Профилактически необходимо нарушить табу о смерти и готовиться к ней еще в состоянии полной силы и здоровья (Добиаш 1976). Полезной может быть также и апелляция к альтруизму каждого из нас: сделать собственное умирание переносимым и приемлемым, как можно менее тяжелым для окружающих, оставить о себе самые лучшие воспоминания, проявить сопротивляемость и мужество. Речь идет о мужестве без риска – в отличие от мужества и отваги в обычной жизни. Но мужество по отношению к смерти проявится в том случае, если оно было прочной чертой личности больного. С трудом его может вдохнуть в умирающего извне здоровый человек.
Уже было упомянуто о том, что мера страха смерти не соответствует фактической опасности. Является парадоксом, что в цивилизованном обществе, где физическое состояние людей отчетливо улучшается, увеличивается патическое опасение болезни и смерти, в первую очередь опасения болезней, переживаемых как «коварные» (инфаркты, рак). Обратим внимание на некоторые более широкие аспекты проблемы.
Современное промышленное общество, особенно капиталистическое, создает в людях стихийно-потребительское отношение к жизненным ценностям. Некоторые элементы этого отношения проникают и в образ жизни в социалистическом обществе. Возникают определенные правила, в соответствии с которыми гражданин должен обеспечить себе какой-то «обязательный стандарт». Перед его глазами стоят потребительские идеалы (автомобиль, дача, вилла, тип отпуска, одежды, оборудование квартиры), а также и личные идеалы (внешний вид, сексуальная реализация, спортивная форма). Так в людях возникает ощущение права, а также обязанности «пользоваться жизнью», потребление перестает быть средством и становится целью, не взирая на цену, которую необходимо платить, будь то в финансовом, медицинском отношении, или в виде создания угрозы для человеческих отношений. Мысль о смерти, о неотвратимом конце отступает в тень социально-психологического процесса. Тяжелая болезнь или неожиданная смерть близких потом действует как ошеломляющий удар на психически не подготовленные потребителей жизни. Излишняя популяризация прогресса медицинской науки иногда поддерживает в людях утверждение в ее почти неограниченных возможностях, что еще больше увеличивает риск разочарования. Особенно те люди, которые не очень заняты на работе и не выполняют полезной общественной работы и остаются в тяжелые моменты одинокими, все чаще возвращаются к мыслям о том, что угрожает их жизни и здоровью.

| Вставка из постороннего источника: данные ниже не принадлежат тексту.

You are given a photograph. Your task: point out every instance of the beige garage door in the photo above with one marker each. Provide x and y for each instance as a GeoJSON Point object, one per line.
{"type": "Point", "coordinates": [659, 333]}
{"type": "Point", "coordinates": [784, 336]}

Религиозные мыслительные системы, которые в прошлом составляли определенную часть образа жизни, воспитывали в людях определенные «психические антитела» против страха перед болезнью и смертью. Культ страдания в обрядах и молитвах («Помни о смерти!») делал из мысли о смерти, болезни и страданий составную часть психической оснащенности человека, страдание становилось заслугой, которая якобы будет в загробной жизни справедливо оценена. Религиозные институты действовали так с исторической точки зрения в соответствии с интересами правящих властей, но индивидуально или групповым способом они могли предоставить посредством фиктивных ценностей облегчение от жизненных тягот. Атеистическое мировоззрение в сущности содержит гораздо меньше иллюзий, уводящих от жизни фантазий и ритуалов.